The joy of performing is also a homage to the ones who came before us, explains Mayfield. From spiritual choreographies on the motherland to voguing, black and queers have used dancing as an act of joy and rebellion against oppression.

We don't solely dance for ourselves adds Yocaste: "So many people DM me saying 'Watching you dance on Instagram gave me the strength to start on my own.' They all look like me and I have the feeling I'm helping them."

However, because they choose to share their dance routines online as fat black queers, they have to face racism, LGBTQ+-phobia and both the fatphobic algorithms and individuals. When it's not the platform itself that limits content from fat creators because they show too much skin, it's the concerned trolls who think being fat makes you unworthy of any respect. Although they admit being quite lucky in terms of online hate, Yocaste only has one answer to that kind of bigotry: "Let them smell their own farts. I dance six hours per week on top of my full-time job and I'm not gaining or losing any weight at all. Can they do that?"

The real injustice, on the other hand, remains the absence of bigger bodies in swathes of the dancing world. Mayfield admits ballet, contemporary and modern have been getting more and more diverse in terms of race, but we're still craving more plus-size ballerinas like Lizzy Howell.

"Hip-hop is more inviting because it is more about texture, performance, this 'go for it and do you' energy. That's also the nature of the community in hip-hop in general. The main thing that we all can do is to encourage anybody in physically any type of body to take the first step. I think that's what Lizzo is trying to do. She is saying: 'I'm not the only one here to do this, let's start including those people who don't have as much visibility as I have.'" The three-time Grammy award winner has launched a casting of "big talented girls" in March 2021 for an upcoming project with Amazon Prime.  

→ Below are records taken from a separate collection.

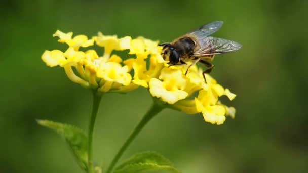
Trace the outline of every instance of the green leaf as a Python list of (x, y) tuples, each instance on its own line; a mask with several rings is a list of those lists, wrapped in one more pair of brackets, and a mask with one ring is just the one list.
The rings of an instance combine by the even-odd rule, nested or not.
[(165, 170), (169, 172), (181, 172), (171, 162), (155, 152), (137, 154), (118, 166), (114, 173), (137, 173), (149, 170)]
[(88, 170), (88, 138), (78, 127), (46, 120), (37, 120), (38, 124), (56, 131), (65, 139), (82, 169)]

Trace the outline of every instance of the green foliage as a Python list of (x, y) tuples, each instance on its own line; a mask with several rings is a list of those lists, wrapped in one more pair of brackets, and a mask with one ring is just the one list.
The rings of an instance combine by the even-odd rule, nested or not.
[(63, 137), (72, 151), (79, 166), (88, 170), (88, 139), (85, 132), (75, 126), (46, 120), (37, 120), (37, 123), (55, 131)]
[(137, 173), (149, 170), (181, 172), (168, 159), (161, 154), (147, 152), (137, 154), (129, 158), (116, 168), (114, 173)]

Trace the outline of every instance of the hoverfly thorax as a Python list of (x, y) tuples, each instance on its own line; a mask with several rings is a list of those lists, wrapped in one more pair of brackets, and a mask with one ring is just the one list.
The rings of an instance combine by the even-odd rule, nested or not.
[(209, 73), (214, 65), (210, 63), (216, 55), (235, 52), (242, 48), (242, 45), (234, 41), (209, 36), (217, 31), (222, 26), (222, 21), (215, 21), (204, 25), (199, 28), (173, 40), (159, 45), (163, 46), (162, 56), (170, 66), (187, 65), (186, 61), (192, 61), (188, 66), (185, 75), (190, 67), (199, 62), (208, 68), (203, 71)]

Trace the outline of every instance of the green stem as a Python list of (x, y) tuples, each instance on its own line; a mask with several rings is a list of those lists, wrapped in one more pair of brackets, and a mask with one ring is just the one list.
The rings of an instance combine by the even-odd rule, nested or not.
[(153, 118), (155, 115), (157, 115), (165, 108), (165, 106), (158, 104), (158, 103), (155, 101), (153, 102), (151, 107), (147, 111), (145, 115), (144, 115), (143, 116), (143, 118), (142, 118), (138, 125), (135, 127), (134, 130), (131, 132), (123, 145), (122, 145), (120, 150), (119, 150), (117, 153), (117, 155), (114, 158), (113, 158), (111, 163), (110, 164), (110, 166), (109, 166), (109, 168), (108, 168), (106, 173), (111, 172), (114, 166), (115, 166), (117, 162), (118, 162), (118, 161), (122, 155), (125, 150), (129, 146), (132, 141), (133, 141), (134, 139), (135, 139), (137, 135), (138, 135), (141, 129), (142, 129), (142, 128), (144, 127), (144, 126), (145, 126), (147, 122), (148, 122), (149, 120), (152, 119), (152, 118)]
[(92, 146), (92, 139), (93, 137), (93, 129), (94, 129), (94, 124), (98, 107), (102, 98), (101, 94), (93, 91), (93, 103), (92, 107), (92, 112), (91, 115), (90, 124), (89, 125), (88, 141), (88, 172), (94, 173), (94, 167), (93, 166), (93, 149)]

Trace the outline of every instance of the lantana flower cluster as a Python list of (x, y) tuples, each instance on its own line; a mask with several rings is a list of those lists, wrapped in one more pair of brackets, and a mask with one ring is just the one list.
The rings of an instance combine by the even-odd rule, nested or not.
[[(53, 36), (68, 48), (64, 52), (45, 51), (42, 59), (49, 66), (64, 68), (74, 82), (101, 93), (127, 93), (140, 87), (148, 88), (152, 97), (170, 107), (188, 114), (201, 112), (205, 120), (212, 124), (222, 124), (226, 116), (234, 117), (235, 109), (221, 104), (219, 98), (225, 95), (232, 100), (236, 95), (208, 74), (206, 83), (202, 69), (196, 65), (186, 75), (189, 63), (187, 66), (168, 67), (161, 55), (158, 41), (143, 37), (119, 38), (101, 32), (91, 39), (72, 35), (57, 30)], [(80, 50), (80, 47), (88, 49), (94, 44), (104, 48), (103, 55), (100, 56), (91, 49)], [(131, 58), (123, 60), (114, 53), (125, 50)]]

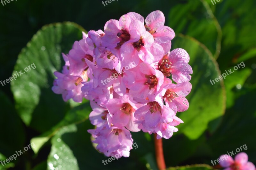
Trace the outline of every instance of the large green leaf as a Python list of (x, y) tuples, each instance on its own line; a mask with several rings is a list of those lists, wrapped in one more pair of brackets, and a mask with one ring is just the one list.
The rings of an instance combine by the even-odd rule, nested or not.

When the camera starts recording, Dexter and Yocaste think about how they shook up the standards of dancing. They move to the beats of their own drummer. "I survived the mockery, the death stares, the insults, yet I'm here. What I say to everyone looking at me is: I'm dancing with attitude, joy and swag, says Yocaste. That's the message my body delivers when it moves in rhythm."

"All I'm saying at the end of the day when I dance is: I have value in this body, I matter in this body, concludes Dexter Mayfield. This bigger body can do more than you think."